I think you're underselling the investment not just of capital but also just of inertia it's gonna take to adopt this stuff at a larger, corporate level. It could be rapid changes... we're also dealing with a brand new thing that corporations weren't planning on doing this year. RPA as an accelerator has by and large been a failure. This is like RPA 8.0, but it's still got a lot of limitations and companies won't let the unknown of those limitations impact their business. We're going to see a lot of internal POCs, a lot of dipping the toe in the water... not a lot that is customer-facing for quite awhile and not a lot that impact critical internal systems either. It'll start by just being an accelerator. Help your dev write a line of code that's stumping them. An optional content management/search functionality to help you find that one document on your company's intranet that you just can't find. Plug-ins to Office 365 to accelerate tasks that you're still very much in control of. There won't be this big cutover overnight.

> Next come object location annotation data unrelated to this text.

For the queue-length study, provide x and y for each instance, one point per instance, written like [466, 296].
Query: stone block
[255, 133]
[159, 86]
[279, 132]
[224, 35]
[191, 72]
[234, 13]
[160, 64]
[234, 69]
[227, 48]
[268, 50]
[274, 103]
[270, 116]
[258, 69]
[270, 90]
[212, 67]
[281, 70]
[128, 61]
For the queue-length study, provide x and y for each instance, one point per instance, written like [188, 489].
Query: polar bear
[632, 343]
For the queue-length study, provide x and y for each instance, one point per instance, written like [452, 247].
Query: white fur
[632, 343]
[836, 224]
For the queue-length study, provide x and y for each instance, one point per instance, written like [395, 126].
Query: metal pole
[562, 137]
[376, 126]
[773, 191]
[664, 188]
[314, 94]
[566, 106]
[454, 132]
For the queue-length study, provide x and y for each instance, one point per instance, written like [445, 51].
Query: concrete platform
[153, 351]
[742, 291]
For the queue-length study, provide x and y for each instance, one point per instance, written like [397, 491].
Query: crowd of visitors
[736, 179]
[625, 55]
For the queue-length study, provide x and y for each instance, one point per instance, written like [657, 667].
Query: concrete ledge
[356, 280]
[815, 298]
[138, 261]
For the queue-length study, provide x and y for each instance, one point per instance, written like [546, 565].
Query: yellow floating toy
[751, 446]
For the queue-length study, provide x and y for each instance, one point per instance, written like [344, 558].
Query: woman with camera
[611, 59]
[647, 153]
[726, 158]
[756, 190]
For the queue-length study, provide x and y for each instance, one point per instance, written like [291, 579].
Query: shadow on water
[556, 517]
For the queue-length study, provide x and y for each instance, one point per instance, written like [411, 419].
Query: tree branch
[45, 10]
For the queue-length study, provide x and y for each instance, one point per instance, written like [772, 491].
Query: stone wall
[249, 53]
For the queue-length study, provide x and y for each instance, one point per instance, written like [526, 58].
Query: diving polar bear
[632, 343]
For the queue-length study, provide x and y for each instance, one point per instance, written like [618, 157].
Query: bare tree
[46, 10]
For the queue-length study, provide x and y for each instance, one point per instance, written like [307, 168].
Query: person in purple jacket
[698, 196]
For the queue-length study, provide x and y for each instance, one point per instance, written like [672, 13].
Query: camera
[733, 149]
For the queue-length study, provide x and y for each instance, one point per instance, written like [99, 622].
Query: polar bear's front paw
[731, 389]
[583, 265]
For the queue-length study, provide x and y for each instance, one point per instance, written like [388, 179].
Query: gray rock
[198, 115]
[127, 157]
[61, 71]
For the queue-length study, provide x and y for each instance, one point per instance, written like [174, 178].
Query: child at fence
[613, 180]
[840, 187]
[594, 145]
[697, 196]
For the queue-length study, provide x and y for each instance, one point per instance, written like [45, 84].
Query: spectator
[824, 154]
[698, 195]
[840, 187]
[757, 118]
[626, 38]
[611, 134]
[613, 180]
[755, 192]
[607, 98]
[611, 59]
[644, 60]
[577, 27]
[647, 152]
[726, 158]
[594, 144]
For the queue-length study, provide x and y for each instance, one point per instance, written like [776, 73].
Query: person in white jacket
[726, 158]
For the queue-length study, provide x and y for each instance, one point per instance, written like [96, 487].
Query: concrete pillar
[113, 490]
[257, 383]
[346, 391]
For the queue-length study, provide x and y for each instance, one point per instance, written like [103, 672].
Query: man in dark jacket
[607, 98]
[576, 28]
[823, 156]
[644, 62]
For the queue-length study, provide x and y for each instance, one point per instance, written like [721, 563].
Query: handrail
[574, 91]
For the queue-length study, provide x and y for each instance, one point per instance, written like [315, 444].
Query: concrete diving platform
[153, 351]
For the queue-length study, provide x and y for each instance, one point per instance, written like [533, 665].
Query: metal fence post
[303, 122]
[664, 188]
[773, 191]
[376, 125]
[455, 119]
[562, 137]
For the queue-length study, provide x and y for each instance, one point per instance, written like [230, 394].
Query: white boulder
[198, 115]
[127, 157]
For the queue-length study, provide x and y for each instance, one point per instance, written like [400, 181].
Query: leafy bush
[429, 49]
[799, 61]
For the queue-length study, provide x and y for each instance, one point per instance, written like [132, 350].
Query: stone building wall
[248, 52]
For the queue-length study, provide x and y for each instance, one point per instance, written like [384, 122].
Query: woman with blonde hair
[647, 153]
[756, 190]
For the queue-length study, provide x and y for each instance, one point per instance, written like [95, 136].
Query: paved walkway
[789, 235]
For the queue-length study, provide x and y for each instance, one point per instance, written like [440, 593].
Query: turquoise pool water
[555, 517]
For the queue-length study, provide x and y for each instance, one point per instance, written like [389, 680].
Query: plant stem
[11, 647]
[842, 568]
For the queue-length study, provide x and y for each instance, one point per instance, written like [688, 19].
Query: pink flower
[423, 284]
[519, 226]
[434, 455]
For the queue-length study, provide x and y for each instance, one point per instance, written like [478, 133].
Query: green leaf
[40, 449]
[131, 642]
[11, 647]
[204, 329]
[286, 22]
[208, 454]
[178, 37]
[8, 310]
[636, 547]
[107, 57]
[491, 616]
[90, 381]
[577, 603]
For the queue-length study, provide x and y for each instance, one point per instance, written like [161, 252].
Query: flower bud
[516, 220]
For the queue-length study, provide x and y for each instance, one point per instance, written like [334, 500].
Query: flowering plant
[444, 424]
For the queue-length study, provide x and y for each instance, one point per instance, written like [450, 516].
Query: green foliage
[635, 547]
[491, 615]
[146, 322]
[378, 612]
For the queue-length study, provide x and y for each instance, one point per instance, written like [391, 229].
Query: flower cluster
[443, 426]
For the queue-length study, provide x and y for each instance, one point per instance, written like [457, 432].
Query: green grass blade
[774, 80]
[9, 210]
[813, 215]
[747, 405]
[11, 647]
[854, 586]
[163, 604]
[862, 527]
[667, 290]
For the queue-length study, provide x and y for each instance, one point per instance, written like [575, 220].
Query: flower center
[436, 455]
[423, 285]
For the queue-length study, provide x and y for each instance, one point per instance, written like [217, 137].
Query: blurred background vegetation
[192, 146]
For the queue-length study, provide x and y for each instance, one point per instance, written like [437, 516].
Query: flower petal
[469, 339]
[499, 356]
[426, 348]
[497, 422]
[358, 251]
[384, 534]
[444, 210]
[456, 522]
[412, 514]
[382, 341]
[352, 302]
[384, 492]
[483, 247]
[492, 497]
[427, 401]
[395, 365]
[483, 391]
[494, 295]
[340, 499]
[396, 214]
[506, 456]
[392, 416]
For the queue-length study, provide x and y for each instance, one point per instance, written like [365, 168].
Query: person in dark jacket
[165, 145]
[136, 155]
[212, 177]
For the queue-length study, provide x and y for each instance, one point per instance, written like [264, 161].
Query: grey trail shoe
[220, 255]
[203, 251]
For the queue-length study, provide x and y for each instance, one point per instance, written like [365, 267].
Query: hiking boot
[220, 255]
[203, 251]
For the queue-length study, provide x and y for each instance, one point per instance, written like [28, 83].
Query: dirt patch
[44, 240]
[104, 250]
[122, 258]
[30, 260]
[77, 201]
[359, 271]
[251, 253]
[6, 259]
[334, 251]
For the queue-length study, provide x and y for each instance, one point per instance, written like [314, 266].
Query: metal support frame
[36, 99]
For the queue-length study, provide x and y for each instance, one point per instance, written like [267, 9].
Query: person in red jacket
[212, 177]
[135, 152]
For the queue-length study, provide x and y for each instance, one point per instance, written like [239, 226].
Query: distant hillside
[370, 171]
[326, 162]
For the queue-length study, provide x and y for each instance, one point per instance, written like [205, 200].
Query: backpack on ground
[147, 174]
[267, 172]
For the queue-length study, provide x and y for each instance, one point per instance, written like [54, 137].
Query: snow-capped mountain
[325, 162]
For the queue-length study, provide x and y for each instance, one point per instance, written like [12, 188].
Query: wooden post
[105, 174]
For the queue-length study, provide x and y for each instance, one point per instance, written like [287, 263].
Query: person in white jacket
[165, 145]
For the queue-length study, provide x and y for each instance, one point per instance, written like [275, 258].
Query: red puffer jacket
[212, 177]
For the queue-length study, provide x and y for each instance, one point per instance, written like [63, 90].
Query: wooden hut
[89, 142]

I think there will be lots of areas where it will be adopted very rapidly. Look at paralegals, as a possible example. Right now they spend a lot of time looking up information in legal texts and then writing summaries for the lawyers that ask for them. Maybe a law firm has one paralegal per lawyer, so a large law firm needs a dozen or so of them, maybe? Well, they've already shown that these GPTs and LLMs can pass a bar exam 90% of the time. And it takes seconds to scan the legal texts and create a written summary of information. So now a firm with a dozen paralegals can have two or none depending on what the lawyers are willing to do and pay for.
Same with coding. These GPTs and LLMs will do a lot of the grunt work that is being done by well paid programers. And while I have seen no data on this, I bet they are much better at error testing than humans as well. Plus, if you don't need nearly as many people, you don't need nearly as many janitorial staff, human resources, etc. The cascade of the loss of the white collar workers will hit supporting blue collar work as well.